But the doctor looked at her leg, and found it was only a snap, and not a deep wound; and then he looked at the bull-dog, and saw that so far from looking mad, he looked a great deal more sensible than anybody in the house. So he only washed Amelia’s leg and bound it up, and she was not burnt with the poker, neither did she get hydrophobia; but she had got a good lesson on manners, and thenceforward she always behaved with the utmost propriety to animals, though she tormented her mother’s friends as much as ever.
Now although Amelia’s mamma’s acquaintances were too polite to complain before her face, they made up for it by what they said behind her back. In allusion to the poor lady’s ineffectual remonstrances, one gentleman said that the more mischief Amelia did, the dearer she seemed to grow to her mother. And somebody else replied that however dear she might be as a daughter, she was certainly a very dear friend, and proposed that they should send in a bill for all the damage she had done in the course of the year, as a round robin to her parents at Christmas. From which it may be seen that Amelia was not popular with her parents’ friends, as (to do grown-up people justice) good children almost invariably are.
If she was not a favorite in the drawing-room, she was still less so in the nursery, where, besides all the hardships naturally belonging to attendance on a spoilt-child, the poor nurse was kept, as she said, “on the continual go” by Amelia’s reckless destruction of her clothes. It was not fair wear and tear, it was not an occasional fall in the mire, or an accidental rent or two during a game at “Hunt the Hare,” but it was constant wilful destruction, which nurse had to repair as best she might. No entreaties would induce Amelia to “take care” of anything. She walked obstinately on the muddy side of the road when nurse pointed out the clean parts, kicking up the dirt with her feet; if she climbed a wall she never tried to free her dress if it had caught; on she rushed, and half a skirt might be left behind for any care she had in the matter. “They must be mended,” or, “They must be washed,” was all she thought about it.
“You seem to think things clean and mend themselves, Miss Amelia,” said poor nurse one day.
“No, I don’t,” said Amelia, rudely. “I think you do them; what are you here for?”
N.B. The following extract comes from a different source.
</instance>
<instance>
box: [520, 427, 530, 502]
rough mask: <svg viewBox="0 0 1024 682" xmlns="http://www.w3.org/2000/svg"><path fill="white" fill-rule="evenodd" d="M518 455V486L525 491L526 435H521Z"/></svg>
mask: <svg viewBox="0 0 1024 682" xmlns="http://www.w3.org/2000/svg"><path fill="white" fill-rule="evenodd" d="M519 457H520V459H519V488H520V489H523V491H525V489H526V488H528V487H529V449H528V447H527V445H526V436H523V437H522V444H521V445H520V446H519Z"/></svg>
But though she spoke in this insolent and unladylike fashion, Amelia really did not realize what the tasks were which her carelessness imposed on other people. When every hour of nurse’s day had been spent in struggling to keep her wilful young lady regularly fed, decently dressed, and moderately well-behaved (except, indeed, those hours when her mother was fighting the same battle downstairs); and when at last, after the hardest struggle of all, she had been got to bed not more than two hours later than her appointed time, even then there was no rest for nurse. Amelia’s mamma could at last lean back in her chair and have a quiet chat with her husband, which was not broken in upon every two minutes, and Amelia herself was asleep; but nurse must sit up for hours wearing out her eyes by the light of a tallow candle, in fine-darning great, jagged and most unnecessary holes in Amelia’s muslin dresses. Or perhaps she had to wash and iron clothes for Amelia’s wear next day. For sometimes she was so very destructive, that towards the end of the week she had used up all her clothes and had no clean ones to fall back upon.
Amelia’s meals were another source of trouble. She would not wear a pinafore; if it had been put on, she would burst the strings, and perhaps in throwing it away knock her plate of mutton broth over the tablecloth and her own dress. Then she fancied first one thing and then another; she did not like this or that; she wanted a bit cut here and there. Her mamma used to begin by saying, “My dear-r-Ramelia, you must not be so wasteful,” and she used to end by saying, “The dear child has positively no appetite;” which seemed to be a good reason for not wasting any more food upon her; but with Amelia’s mamma it only meant that she might try a little cutlet and tomato sauce when she had half finished her roast beef, and that most of the cutlet and all the mashed potato might be exchanged for plum tart and custard; and that when she had spooned up the custard and played with the paste, and put the plum stones on the tablecloth, she might be tempted with a little Stilton cheese and celery, and exchange that for anything that caught her fancy in the dessert dishes.
The nurse used to say, “Many a poor child would thank God for what you waste every meal time, Miss Amelia,” and to quote a certain good old saying, “Waste not want not.” But Amelia’s mamma allowed her to send away on her plates what would have fed another child, day after day.
UNDER THE HAYCOCKS.
It was summer, and haytime. Amelia had been constantly in the hayfield, and the haymakers had constantly wished that she had been anywhere else. She mislaid the rakes, nearly killed herself and several other persons with a fork, and overturned one haycock after another as fast as they were made. At tea time it was hoped that she would depart, but she teased her mamma to have the tea brought into the field, and her mamma said, “The poor child must have a treat sometimes,” and so it was brought out.